Sunny Robinson 7 years ago from Tennessee Author

That's one of the ways, yes.  The adapter my audiologist recommended for me was the kind that can hook up to the bottom where the battery goes.  Another way is getting a microphone that has a jack ontop so you can just plug it in without having to change around microphones.

The insurance provides all sorts of adapters. There are quite a few now that I do have to co-pay on which isn't even much at all. Since turning 21, I've had to pay close attention to *what* I can get with my insurance and what I can't. Some things you simply have to check with the audiologist, who will contact your cochlear implant provider and your insurance.

Yeah, salespeople aren't normally aware unless they have had some experience dealing with clients that are deaf or hard of hearing.  That's why I routinely recommend first talking to the manufacturers and sponsors of the cochlear implant company you're a client of.

What you said about the speakerphone is exactly what I do. I turn on the speaker phone and hold it a bit away from my ear or place the phone down on the table and talk like I'm talking face to face.

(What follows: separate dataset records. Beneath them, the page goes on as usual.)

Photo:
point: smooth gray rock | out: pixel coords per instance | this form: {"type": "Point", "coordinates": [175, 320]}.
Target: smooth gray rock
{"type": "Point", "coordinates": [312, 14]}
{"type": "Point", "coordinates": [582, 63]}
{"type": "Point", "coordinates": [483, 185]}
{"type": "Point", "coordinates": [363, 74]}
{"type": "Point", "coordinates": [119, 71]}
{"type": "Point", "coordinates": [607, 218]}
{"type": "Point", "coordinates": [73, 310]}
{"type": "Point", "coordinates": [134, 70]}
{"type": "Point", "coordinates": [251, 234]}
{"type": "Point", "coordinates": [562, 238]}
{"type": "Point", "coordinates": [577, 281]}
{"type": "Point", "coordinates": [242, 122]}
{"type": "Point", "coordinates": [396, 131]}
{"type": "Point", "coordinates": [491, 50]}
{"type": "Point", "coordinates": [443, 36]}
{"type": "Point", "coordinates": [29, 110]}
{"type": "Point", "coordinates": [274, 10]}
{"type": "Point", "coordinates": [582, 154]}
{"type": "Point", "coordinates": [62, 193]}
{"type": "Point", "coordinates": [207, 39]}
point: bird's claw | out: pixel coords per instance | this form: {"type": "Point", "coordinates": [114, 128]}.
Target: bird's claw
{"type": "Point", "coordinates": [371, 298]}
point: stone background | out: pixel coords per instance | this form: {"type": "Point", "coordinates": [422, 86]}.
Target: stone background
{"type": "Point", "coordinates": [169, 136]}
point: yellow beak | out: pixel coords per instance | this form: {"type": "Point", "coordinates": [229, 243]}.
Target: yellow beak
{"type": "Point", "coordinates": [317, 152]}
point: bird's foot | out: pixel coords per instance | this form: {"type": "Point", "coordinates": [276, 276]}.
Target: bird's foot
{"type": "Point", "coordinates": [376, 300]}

By the way, I wouldn't say "only aided". If it helps you hear, it helps you! I'm glad this hub was helpful to you.

Thank you! :D

 


MsPenny 7 years ago

A very good article, congradulations. Just awsome information. So glad to have you here.


x_stacy 7 years ago

Hi Sunny, I have a very good experience with my Palm Treo 500 GSM (I live in the Netherlands). It has a keyboard, it has loud and very clear sound and it gives no buzzing sound. The only drawback is that it is a quite old model and probably won't be around much longer. I'm trying newer phones but I haven't found one yet that is as good. If I do I'll let you know. Grtz - X


De Greek profile image

De Greek 6 years ago from UK

This is so usuful, THANK YOU! :-)

Have there been any new improvments/develpements since you had yours installed? Any ideas about costs to have it doene today?


electricsky profile image

electricsky 5 years ago from North Georgia

Thanks for your article.


totallcowboy 5 years ago

I had just gotten a cochlear implant done on March 2nd, 2011. I was activated 12 days later and am learning to hear again. Thanks for the hubs on cochlear implants


Anthony Herring 5 years ago

Great explanation. Hearing Impairment is sometimes a scary experience as quite a few of Americans experience some level of hearing loss every year. Thanks for taking the time to clarify this for us.